We call getaddrinfo inside our Xorg module. Xorg unfortunately uses setitimer to generate recurring SIGALRM notifications, at 20ms intervals. This can cause various calls to libc to hang.
This is a typical stack trace:
#0 0xffffe402 in __kernel_vsyscall ()
#1 0x00960e6d in poll () from /lib/tls/i686/nosegneg/libc.so.6
#2 0x0098e431 in clntudp_call () from /lib/tls/i686/nosegneg/libc.so.6
#3 0x00b49f84 in do_ypcall () from /lib/libnsl.so.1
#4 0x00b4a6c0 in yp_match () from /lib/libnsl.so.1
#5 0xf77aa351 in internal_gethostbyname2_r () from /lib/libnss_nis.so.2
#6 0x009809bb in gethostbyname2_r@@GLIBC_2.1.2 () from
#7 0x0094f4ea in gaih_inet () from /lib/tls/i686/nosegneg/libc.so.6
#8 0x00952c2d in getaddrinfo () from /lib/tls/i686/nosegneg/libc.so.6
The issue is that clntudp_call retries calls to poll() with every EINTR, but does not adjust the timeout.
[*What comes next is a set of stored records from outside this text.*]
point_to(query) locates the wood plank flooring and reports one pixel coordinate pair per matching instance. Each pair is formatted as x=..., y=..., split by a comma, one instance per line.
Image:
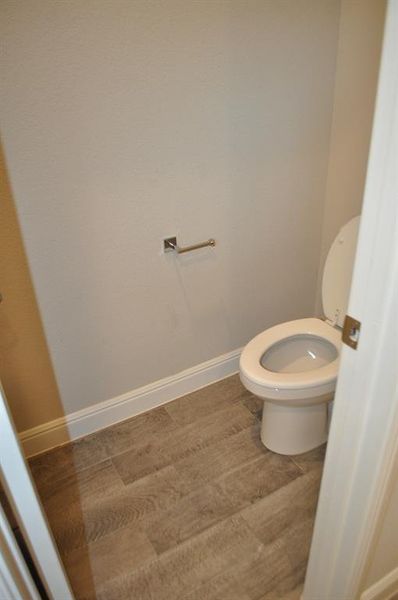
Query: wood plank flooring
x=182, y=503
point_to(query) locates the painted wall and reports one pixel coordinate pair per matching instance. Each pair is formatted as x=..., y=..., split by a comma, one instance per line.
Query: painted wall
x=384, y=557
x=125, y=122
x=25, y=368
x=358, y=58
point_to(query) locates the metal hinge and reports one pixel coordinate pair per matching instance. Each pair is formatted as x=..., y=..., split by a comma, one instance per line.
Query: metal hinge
x=351, y=330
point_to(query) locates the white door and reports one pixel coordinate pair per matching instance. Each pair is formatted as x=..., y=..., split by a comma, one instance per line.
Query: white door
x=17, y=482
x=363, y=441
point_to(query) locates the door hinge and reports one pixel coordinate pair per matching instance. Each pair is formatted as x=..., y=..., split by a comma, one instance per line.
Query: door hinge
x=351, y=330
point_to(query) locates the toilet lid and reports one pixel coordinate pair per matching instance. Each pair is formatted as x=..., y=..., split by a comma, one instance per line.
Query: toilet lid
x=337, y=273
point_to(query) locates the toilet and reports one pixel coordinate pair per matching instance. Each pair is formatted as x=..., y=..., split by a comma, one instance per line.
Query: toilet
x=293, y=366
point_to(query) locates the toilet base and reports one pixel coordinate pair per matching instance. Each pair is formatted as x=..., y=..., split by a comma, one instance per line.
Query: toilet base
x=288, y=430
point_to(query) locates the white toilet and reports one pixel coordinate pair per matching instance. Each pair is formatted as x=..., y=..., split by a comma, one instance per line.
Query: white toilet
x=293, y=366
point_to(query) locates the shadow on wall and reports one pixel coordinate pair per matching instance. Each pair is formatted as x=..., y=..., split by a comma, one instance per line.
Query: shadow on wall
x=29, y=383
x=25, y=366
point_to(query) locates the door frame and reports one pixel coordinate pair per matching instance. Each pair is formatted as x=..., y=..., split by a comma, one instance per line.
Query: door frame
x=21, y=493
x=363, y=441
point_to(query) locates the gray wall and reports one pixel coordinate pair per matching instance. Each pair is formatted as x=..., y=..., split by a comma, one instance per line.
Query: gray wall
x=125, y=122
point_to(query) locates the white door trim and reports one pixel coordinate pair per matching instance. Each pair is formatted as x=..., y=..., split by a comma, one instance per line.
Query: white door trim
x=15, y=580
x=363, y=439
x=16, y=480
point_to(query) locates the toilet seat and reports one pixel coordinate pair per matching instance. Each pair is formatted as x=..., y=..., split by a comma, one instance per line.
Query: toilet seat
x=265, y=383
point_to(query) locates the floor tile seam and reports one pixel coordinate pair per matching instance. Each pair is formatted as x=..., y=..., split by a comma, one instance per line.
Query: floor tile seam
x=298, y=465
x=63, y=478
x=198, y=421
x=199, y=446
x=269, y=496
x=247, y=463
x=204, y=448
x=231, y=578
x=234, y=514
x=180, y=546
x=140, y=530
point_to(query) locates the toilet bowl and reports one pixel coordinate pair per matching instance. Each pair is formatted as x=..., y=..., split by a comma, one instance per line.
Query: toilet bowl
x=293, y=366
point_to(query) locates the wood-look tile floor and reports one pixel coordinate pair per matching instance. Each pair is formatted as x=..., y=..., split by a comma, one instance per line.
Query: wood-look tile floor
x=182, y=502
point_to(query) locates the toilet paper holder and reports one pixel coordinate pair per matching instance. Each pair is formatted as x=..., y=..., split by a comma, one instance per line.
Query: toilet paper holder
x=171, y=245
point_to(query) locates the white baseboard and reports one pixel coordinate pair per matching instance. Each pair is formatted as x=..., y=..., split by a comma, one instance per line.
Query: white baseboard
x=106, y=413
x=383, y=589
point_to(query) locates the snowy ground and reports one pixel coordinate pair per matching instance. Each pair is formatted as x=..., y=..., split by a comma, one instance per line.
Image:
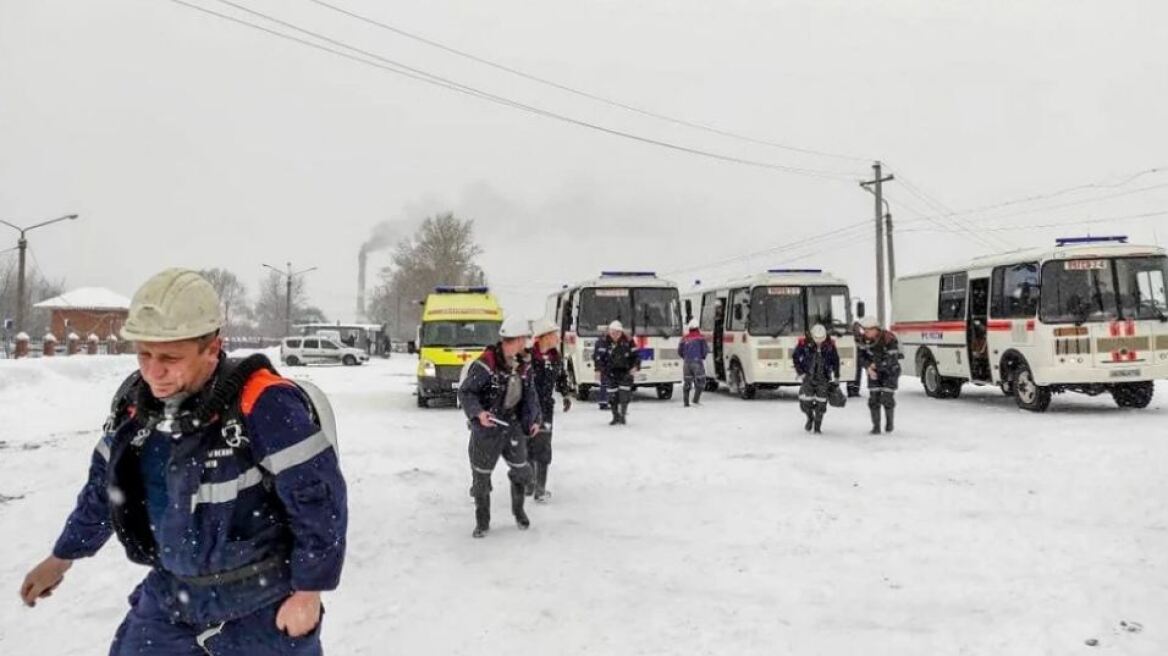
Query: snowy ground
x=978, y=529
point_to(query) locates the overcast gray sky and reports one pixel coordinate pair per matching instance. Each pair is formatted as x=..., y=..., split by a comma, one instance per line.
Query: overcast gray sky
x=187, y=140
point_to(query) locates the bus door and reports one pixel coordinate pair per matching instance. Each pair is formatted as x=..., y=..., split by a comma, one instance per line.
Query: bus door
x=977, y=329
x=720, y=330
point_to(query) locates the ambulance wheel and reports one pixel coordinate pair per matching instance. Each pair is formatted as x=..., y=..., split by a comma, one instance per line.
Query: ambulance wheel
x=1133, y=395
x=1029, y=395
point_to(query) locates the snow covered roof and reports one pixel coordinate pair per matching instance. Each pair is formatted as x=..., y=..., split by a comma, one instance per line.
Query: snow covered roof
x=87, y=298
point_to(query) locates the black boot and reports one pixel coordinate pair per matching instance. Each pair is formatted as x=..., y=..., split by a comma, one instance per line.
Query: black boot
x=481, y=516
x=518, y=507
x=541, y=484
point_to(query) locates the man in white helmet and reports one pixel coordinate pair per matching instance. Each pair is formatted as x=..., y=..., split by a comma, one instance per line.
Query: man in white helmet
x=617, y=358
x=550, y=376
x=219, y=475
x=818, y=364
x=880, y=356
x=500, y=402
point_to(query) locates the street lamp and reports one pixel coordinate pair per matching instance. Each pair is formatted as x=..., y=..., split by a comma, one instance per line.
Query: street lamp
x=289, y=277
x=22, y=246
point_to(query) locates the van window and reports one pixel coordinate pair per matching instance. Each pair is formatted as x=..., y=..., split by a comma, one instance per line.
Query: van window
x=739, y=309
x=1015, y=292
x=709, y=314
x=951, y=299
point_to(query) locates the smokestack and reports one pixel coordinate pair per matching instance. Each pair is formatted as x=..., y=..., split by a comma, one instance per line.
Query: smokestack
x=362, y=257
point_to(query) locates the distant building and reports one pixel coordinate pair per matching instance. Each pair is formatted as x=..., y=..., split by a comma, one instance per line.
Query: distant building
x=87, y=311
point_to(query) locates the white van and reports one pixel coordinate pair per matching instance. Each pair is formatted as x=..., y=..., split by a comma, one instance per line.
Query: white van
x=318, y=349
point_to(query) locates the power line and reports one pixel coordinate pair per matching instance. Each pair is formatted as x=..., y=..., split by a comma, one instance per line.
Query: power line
x=438, y=81
x=1096, y=185
x=525, y=75
x=1077, y=203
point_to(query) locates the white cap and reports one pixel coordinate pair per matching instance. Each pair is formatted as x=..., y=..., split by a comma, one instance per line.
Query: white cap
x=818, y=333
x=172, y=306
x=544, y=327
x=515, y=327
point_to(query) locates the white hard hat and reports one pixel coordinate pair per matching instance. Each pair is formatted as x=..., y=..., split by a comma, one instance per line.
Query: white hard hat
x=174, y=305
x=515, y=327
x=818, y=333
x=544, y=327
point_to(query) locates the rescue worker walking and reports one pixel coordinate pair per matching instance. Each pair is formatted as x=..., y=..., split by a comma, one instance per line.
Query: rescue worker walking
x=617, y=358
x=550, y=377
x=818, y=364
x=693, y=351
x=222, y=477
x=501, y=405
x=880, y=355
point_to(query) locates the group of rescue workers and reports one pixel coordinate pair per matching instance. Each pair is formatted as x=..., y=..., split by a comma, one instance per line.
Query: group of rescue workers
x=223, y=476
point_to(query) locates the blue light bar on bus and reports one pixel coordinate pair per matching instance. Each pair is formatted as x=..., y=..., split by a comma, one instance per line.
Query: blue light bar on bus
x=1073, y=241
x=459, y=290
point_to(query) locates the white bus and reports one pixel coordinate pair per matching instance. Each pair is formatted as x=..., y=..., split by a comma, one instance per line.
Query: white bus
x=651, y=312
x=753, y=325
x=1087, y=315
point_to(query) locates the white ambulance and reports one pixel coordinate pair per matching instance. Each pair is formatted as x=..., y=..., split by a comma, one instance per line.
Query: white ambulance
x=1087, y=315
x=753, y=325
x=647, y=306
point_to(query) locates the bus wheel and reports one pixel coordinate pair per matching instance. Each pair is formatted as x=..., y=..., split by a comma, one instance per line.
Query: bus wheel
x=1029, y=395
x=1133, y=395
x=738, y=384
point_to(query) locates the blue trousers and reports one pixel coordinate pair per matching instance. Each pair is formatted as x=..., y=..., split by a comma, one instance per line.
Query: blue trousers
x=148, y=632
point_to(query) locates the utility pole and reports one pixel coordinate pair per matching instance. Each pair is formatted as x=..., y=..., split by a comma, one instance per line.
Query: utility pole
x=289, y=277
x=22, y=246
x=877, y=189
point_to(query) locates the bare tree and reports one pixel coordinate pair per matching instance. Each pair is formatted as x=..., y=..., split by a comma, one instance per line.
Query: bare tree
x=440, y=252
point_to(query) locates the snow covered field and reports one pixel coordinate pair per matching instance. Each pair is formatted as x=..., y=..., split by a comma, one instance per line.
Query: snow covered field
x=977, y=529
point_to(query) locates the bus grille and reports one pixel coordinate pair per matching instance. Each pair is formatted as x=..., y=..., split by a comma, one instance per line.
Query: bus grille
x=1080, y=346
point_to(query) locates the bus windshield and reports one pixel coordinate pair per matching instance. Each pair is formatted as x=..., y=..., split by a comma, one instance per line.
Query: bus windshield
x=831, y=307
x=459, y=334
x=776, y=312
x=642, y=311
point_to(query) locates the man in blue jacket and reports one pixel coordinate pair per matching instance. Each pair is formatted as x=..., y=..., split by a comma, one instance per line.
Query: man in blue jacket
x=502, y=409
x=219, y=476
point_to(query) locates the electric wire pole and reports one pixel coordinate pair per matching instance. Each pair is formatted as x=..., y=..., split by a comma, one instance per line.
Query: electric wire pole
x=877, y=189
x=289, y=277
x=22, y=246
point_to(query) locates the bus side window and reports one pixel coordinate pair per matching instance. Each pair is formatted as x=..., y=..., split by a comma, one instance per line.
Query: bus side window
x=951, y=297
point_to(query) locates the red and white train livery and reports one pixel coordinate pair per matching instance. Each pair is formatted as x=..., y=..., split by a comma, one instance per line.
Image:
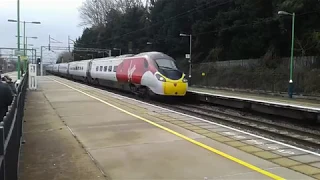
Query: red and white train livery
x=147, y=73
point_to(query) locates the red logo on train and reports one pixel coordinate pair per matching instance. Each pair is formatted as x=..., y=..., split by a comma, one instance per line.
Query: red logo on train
x=132, y=70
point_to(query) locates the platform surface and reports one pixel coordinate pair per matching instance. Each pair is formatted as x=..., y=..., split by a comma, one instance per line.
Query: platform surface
x=128, y=139
x=299, y=103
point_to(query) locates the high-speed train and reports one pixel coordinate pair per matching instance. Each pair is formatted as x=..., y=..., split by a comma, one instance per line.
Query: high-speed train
x=146, y=74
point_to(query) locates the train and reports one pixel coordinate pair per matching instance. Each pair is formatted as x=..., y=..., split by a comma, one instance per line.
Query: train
x=146, y=74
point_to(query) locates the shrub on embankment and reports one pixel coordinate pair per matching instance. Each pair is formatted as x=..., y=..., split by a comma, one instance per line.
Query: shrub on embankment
x=258, y=78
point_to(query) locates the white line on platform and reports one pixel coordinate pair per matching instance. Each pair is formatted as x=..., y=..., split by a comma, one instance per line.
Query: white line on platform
x=210, y=122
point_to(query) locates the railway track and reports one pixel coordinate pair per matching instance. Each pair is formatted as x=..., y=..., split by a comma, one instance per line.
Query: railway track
x=283, y=131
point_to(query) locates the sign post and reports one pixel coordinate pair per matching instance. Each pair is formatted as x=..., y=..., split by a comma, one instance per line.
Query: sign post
x=33, y=77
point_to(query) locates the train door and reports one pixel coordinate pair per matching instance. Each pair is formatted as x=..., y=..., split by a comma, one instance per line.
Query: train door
x=88, y=74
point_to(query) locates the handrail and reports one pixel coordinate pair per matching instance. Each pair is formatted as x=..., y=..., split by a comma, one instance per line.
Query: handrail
x=11, y=134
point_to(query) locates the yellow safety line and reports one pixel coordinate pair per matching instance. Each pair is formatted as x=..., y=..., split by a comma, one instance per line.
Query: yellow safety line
x=250, y=166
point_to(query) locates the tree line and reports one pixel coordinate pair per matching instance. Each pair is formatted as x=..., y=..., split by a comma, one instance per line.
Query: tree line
x=221, y=29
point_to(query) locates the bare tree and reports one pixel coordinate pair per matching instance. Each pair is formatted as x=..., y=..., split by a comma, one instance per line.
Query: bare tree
x=95, y=12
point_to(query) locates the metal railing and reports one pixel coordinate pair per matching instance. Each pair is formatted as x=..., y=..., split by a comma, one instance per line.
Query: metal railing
x=11, y=134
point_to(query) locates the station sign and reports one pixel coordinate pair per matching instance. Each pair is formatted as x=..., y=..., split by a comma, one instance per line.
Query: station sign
x=18, y=53
x=33, y=77
x=24, y=58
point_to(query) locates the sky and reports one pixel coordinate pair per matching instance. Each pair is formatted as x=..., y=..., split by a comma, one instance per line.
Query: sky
x=59, y=19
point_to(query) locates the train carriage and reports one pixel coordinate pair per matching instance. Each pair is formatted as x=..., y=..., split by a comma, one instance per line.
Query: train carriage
x=78, y=70
x=150, y=73
x=63, y=69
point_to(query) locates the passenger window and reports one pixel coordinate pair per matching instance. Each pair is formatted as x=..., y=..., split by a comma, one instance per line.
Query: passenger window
x=146, y=64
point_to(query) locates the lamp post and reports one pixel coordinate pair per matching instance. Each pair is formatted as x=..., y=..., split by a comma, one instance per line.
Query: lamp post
x=190, y=62
x=290, y=90
x=117, y=49
x=25, y=38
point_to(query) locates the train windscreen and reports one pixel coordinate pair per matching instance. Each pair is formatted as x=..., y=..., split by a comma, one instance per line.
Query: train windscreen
x=166, y=64
x=168, y=68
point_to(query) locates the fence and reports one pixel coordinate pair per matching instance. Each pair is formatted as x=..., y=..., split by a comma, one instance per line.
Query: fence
x=11, y=133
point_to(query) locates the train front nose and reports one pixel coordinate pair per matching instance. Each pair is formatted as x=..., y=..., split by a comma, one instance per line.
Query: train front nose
x=175, y=88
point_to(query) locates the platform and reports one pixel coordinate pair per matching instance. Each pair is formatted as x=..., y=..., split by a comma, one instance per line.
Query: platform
x=129, y=139
x=302, y=109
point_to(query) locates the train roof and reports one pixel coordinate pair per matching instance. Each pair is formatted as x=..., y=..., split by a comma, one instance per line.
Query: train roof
x=155, y=55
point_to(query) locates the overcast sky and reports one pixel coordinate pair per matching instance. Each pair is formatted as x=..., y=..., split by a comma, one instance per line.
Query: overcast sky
x=59, y=18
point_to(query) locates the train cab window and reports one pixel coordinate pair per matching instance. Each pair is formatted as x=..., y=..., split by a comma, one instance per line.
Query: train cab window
x=146, y=64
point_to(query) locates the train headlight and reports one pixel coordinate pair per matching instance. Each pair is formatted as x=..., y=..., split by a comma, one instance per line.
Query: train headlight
x=185, y=80
x=160, y=78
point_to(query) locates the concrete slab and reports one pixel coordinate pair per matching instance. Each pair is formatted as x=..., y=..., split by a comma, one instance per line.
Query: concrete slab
x=167, y=160
x=121, y=143
x=51, y=152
See sunrpc/clnt_udp.c:L403. poll() is called repeatedly with the same timeout; we want clntudp_call() to eventually return within utimeout seconds, but when setitemer is using a shorter timeout, clntudp_call loops forever.
The fix is to adjust the timeout to poll each time we loop. (This is the normal way to handle EINTR with timeouts.)
Created attachment 7871 [details]
patch to fix the problem
The problem is not limited to nis or udp rpc; there are various parts of glibc that retry polls without recomputing timeouts. I'm testing this patch to fix them all.